Frank was making money now from the fish farm. His overdraft no longer ballooned each month and he forgot that he was lonely and bereaved when he looked out at the land through which his business flowed as strong as the narrow stream that fed his lakes. The wounds which had ridged the earth around the lakes were healed now and small trees
shivered a path up to the office. Frank's island with its top-knot of reeds and grasses tangling with bramble hoops rustled with purpose as beasts and birds threaded their way through the scrub. From the porch Frank trailed them with his binoculars before dusk. His ritual coincided with the heron's slow circuit of the lake, and Frank watched the bird land on the shore, long legs crumpling in slow motion, wings beating up air for balance, before it could stand, still and upright as a sentry, except for the bone beak thrusting from the rushes. The heron was a menace on the lakes, dilettante in his clean dive to pierce a fish he didn't want to eat.
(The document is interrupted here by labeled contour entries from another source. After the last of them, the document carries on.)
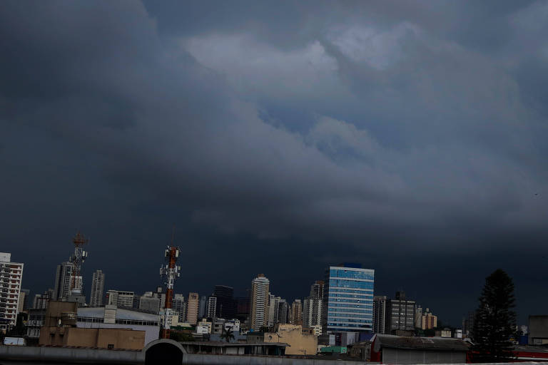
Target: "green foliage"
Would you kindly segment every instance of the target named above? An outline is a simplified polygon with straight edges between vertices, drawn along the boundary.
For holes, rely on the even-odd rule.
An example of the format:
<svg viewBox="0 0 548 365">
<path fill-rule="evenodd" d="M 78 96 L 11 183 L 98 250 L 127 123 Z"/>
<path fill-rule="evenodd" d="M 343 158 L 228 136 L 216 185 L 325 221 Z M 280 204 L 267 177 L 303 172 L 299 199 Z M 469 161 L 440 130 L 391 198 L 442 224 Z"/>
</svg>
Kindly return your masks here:
<svg viewBox="0 0 548 365">
<path fill-rule="evenodd" d="M 177 341 L 178 342 L 194 341 L 194 337 L 193 337 L 191 334 L 176 331 L 171 331 L 169 333 L 169 339 L 173 339 L 173 341 Z"/>
<path fill-rule="evenodd" d="M 232 333 L 232 327 L 223 329 L 223 333 L 220 334 L 220 338 L 230 342 L 231 339 L 234 339 L 234 334 Z"/>
<path fill-rule="evenodd" d="M 510 337 L 516 325 L 514 283 L 499 269 L 485 279 L 474 323 L 475 362 L 505 362 L 514 356 Z"/>
</svg>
Flapping back to the shore, his trophy impaled and struggling on his beak, he paused and the slick black marking on his head was an eyebrow raised in challenge to Frank, impotent by the house.
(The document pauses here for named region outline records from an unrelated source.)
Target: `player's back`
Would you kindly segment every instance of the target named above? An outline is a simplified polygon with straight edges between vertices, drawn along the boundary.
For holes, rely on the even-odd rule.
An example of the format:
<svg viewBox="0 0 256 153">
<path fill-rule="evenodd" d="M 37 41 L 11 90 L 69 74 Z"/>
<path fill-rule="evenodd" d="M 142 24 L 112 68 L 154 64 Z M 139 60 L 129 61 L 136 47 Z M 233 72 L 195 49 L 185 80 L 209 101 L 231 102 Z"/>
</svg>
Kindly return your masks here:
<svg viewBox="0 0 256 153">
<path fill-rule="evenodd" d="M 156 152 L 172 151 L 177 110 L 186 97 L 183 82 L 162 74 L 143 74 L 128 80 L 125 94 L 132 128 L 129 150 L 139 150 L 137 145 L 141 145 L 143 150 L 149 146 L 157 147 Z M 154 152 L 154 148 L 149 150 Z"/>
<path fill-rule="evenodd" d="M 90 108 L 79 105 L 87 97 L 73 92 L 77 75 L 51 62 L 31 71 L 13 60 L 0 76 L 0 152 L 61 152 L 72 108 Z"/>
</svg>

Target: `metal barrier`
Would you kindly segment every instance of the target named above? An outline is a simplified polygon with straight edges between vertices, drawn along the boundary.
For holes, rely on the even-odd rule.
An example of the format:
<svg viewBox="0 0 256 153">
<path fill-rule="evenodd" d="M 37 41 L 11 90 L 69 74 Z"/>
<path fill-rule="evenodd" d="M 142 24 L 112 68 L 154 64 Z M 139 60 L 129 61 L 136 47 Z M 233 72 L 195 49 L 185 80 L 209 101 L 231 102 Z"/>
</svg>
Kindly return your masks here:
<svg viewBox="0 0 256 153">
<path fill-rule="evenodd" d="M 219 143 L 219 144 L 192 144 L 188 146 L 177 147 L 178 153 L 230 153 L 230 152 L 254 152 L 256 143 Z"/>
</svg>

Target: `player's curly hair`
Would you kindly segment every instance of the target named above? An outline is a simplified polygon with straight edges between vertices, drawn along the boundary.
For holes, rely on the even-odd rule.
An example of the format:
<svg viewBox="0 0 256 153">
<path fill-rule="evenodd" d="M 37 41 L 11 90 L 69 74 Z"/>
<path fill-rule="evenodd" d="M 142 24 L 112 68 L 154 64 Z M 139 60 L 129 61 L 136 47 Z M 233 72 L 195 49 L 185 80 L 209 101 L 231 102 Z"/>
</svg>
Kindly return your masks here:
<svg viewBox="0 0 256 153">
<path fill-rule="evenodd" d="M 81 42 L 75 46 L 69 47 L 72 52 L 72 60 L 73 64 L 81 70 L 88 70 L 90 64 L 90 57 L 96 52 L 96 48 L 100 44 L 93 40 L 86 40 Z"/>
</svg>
Christy felt that at last after almost three years the house was beginning to become a place where people were happy. At first it had been too new and too soon; the rooms were sharp with pain and there were not enough cushions or pictures and no happy memories to soften them. Frank had begged Maisie to come home, even for a short time, but she had said no. She hadn't understood how much they needed her to be there for a while so that this house could fill with images and sounds and life. Christy knew that deep down her father missed Maisie and her jangling energy, as he missed Jessica. With Danny away half
the year Christy couldn't fill the spaces left around her father. And meeting Mick made it worse. Christy hated leaving Frank when she went out with Mick. Most of all she hated it when Frank waved them off and she could still see him smaller and smaller, sitting with the newspaper alone on the porch.